Damián Lobo, célibataire quarantenaire, vit à Madrid dans une solitude extrême et anormale. Il est depuis peu au chômage, avoir travaillé pendant vingt-cinq ans au service technique d'un magasin de matériel de construction. La seule personne avec qui il échange est une espèce d'ami imagi-naire, Sergio O'Kane, un présentateur de télévision qui l'invite régulièrement dans son émission très grand public. Damián lui raconte sa vie : ne pouvant avoir d'enfant, ses parents ont adopté une petite fille chinoise âgée de deux ou trois mois qu'ils ont prénommée Desiré ; sa mère est contre toute attente tombée enceinte trois ans plus tard ; ses parents, critique de cinéma et professeur de chimie, ne lui ont jamais accordé d'attention ; il a vécu une relation incestueuse avec sa grande soeur adoptive ; il nourrit depuis une obsession pour les Chinoises…

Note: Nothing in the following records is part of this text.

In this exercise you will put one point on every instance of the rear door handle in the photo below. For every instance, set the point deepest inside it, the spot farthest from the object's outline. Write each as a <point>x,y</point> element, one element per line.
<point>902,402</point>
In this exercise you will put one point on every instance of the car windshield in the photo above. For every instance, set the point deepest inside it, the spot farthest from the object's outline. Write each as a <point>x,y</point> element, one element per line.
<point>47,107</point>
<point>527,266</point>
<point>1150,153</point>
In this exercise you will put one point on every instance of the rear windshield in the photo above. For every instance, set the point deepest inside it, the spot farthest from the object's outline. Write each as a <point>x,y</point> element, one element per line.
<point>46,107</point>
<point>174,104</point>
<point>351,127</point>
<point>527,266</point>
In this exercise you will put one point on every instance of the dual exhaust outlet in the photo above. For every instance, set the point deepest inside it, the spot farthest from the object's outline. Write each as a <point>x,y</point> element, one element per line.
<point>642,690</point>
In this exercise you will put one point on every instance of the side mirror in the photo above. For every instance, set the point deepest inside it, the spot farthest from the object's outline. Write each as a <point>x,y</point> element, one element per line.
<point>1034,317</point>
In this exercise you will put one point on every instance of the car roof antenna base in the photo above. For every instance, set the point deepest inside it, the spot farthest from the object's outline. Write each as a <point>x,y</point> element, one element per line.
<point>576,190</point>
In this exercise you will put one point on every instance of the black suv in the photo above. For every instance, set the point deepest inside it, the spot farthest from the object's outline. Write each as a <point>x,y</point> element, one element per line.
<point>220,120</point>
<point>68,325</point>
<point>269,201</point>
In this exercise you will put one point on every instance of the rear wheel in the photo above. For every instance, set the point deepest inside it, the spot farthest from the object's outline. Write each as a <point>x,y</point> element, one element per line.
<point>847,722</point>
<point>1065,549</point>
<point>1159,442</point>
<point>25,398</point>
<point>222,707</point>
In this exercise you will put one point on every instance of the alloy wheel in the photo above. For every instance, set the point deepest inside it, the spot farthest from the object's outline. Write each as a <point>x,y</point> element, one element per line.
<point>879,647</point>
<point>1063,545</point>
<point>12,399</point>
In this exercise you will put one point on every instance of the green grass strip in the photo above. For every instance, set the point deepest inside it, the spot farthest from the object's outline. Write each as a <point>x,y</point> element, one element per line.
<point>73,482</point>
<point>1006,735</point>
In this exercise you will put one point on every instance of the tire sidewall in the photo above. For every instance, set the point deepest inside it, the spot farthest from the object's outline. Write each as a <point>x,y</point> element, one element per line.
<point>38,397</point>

Un jour, alors qu'il se promène dans un marché d'antiquités, Damián vole une épingle à cravate pour son ami imaginaire. Un agent de sécurité le voit. Il fuit et se cache dans une grosse armoire en chêne, en attendant que le marché ferme pour pouvoir sortir. Mais entre-temps quelqu'un achète le meuble et le fait immédiatement livrer dans un pavillon de la banlieue de Madrid. L'armoire est placée dans la chambre à coucher. Damián ne parvient pas à en sortir et va petit à petit cohabiter avec la famille qui ne s'aperçoit naturellement pas sa présence : Lucía, Fede et leur fille adolescente María.
Lucía a reconnu l'armoire de ses grands-parents, liée à des souvenirs de son frère jumeau, Jorge, mort du tétanos à l'âge de sept ans. Damián sort quand le couple part travailler. Il commence à s'occuper des tâches ménagères et très vite, il prend goût à sa nouvelle existence de fantôme utile et bienveillant. Il se connecte souvent sur Internet à partir de l'ordinateur de l'adolescente. Croyant aux phénomènes paranormaux, Lucía pense qu'un esprit bienfaisant est venu avec l'armoire. Quant à Fede et María, ils ne s'aperçoivent de rien.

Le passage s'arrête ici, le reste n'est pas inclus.